男は怪訝(けげん)そうな顔をしながら話し続けました。
「バオルってのは俺たちの宿敵だ。もう百年以上戦い続けているんだが、まだ決着がつかない。連中は俺たちの丘を占領しているだけでなく、そこに城まで建てたんだ。俺たちは丘を取り戻そうとしているんだが、連中のほうが人数が多いし装備もいいから、いつも敗れてしまう――。俺たちは連中から丘を取り戻したい! あそこは俺たちの聖地なんだ!」
男は悔しそうに顔を歪めると、拳を地面にたたきつけました。とたんに腹の傷から血が噴き出したので、あらら、とランジュールが言います。
一方、セイロスはまた考え込んでいました。確かめるように、こう言います。
「この島には城があるのだな? バオルが占領している丘以外にも、この島に城はあるのか?」
「ある。クゥラの連中の城が一番でかいという噂だが、俺はまだ見たことがない」
そう言ってから、男は身を乗り出してセイロスを見上げました。
「頼む、神官。あんたは神から偉大な力をもらっているんだろう? 俺たちカイルに手を貸してくれ! バオルから丘を取り戻すんだ!」
力むたびに傷がまた血を噴き出します。
「えぇ? だぁって、この島に城なんて――」
とランジュールが不思議そうに言いかけましたが、セイロスはそれをさえぎって、男の上にまた手をかざしました。とたんに腹に突き刺さった槍の先が抜け落ち、たちまち傷がふさがってしまいます。

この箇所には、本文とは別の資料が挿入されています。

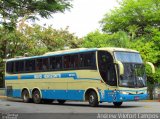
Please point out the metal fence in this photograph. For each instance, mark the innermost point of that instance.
(2, 91)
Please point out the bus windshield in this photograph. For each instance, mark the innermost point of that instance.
(134, 70)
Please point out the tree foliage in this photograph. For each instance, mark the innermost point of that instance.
(35, 40)
(134, 24)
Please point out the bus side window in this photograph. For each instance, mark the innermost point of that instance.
(45, 64)
(10, 67)
(19, 66)
(87, 60)
(55, 63)
(29, 65)
(74, 61)
(81, 60)
(66, 61)
(38, 64)
(58, 63)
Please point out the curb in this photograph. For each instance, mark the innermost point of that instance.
(3, 97)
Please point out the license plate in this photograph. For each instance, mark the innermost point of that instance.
(136, 98)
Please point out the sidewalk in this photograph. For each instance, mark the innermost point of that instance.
(3, 97)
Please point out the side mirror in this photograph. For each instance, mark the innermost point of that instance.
(121, 67)
(152, 66)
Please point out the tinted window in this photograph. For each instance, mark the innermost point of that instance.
(70, 61)
(128, 57)
(42, 64)
(107, 68)
(29, 65)
(10, 67)
(87, 60)
(55, 63)
(19, 66)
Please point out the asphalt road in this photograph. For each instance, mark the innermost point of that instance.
(17, 106)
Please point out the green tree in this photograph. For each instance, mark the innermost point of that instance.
(139, 13)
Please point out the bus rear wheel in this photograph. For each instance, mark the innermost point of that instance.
(37, 97)
(117, 104)
(61, 102)
(25, 96)
(93, 99)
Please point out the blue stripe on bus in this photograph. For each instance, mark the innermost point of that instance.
(108, 96)
(49, 76)
(11, 77)
(27, 77)
(60, 54)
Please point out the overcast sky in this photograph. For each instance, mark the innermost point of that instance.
(83, 17)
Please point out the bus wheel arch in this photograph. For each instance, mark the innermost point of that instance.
(36, 95)
(92, 96)
(25, 94)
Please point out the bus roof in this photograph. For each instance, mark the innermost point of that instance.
(72, 51)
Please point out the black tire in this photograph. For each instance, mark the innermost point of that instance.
(37, 97)
(61, 102)
(93, 99)
(117, 104)
(25, 96)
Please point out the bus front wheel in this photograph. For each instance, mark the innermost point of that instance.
(93, 99)
(37, 97)
(117, 104)
(25, 96)
(61, 102)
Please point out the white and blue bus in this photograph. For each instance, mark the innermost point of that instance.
(96, 75)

びっくりして腹をなでる男へ、セイロスはまた言いました。
「よし、おまえたちに力を貸してやろう。おまえたちの丘と城を取り戻してやる」
男は跳ね起きました。
「本当か!? 本当に助けてくれるのか!?」
「ああ。おまえたちの首長のところへ案内しろ。それと、おまえの名前は?」
「お、俺はギーだ! カイル族のギー」
「それも北方の古語だな。『風』か、いい名だ」
とセイロスが誉めたので、男は照れたように頭をかきました。
「風のように素早い戦士になれ、と族長がつけてくれたんだ。あんたのほうこそ、なんていう名前なんだ、神官?」
「私は神官ではない。私はセイロス。要(かなめ)の国の皇太子だ」
とセイロスも名乗りましたが、ギーは首をひねりました。国の名前どころか、皇太子ということばさえ、これまで聞いたことがなかったのです。
「いい。早く族長のところへ案内しろ」
とセイロスに言われて、ギーは先に立ちました。歩きながら、傷が消えた腹をまたなでて、すごい、まるで痛まないぞ! と感嘆の声を上げます。
その様子に、ランジュールは、へぇ、とつぶやきました。
「見事に原住民を手なずけたじゃないかぁ。さっすが元王子様。でも、原住民のために城を取り戻してやるだなんて、やたら親切だよねぇ。ぜぇったいに、何か企んでる。なんだろぉ。わくわくするなぁ、うふふふ」
ランジュールは楽しそうに笑うと、ギーとセイロスの後を追って飛んでいきました――。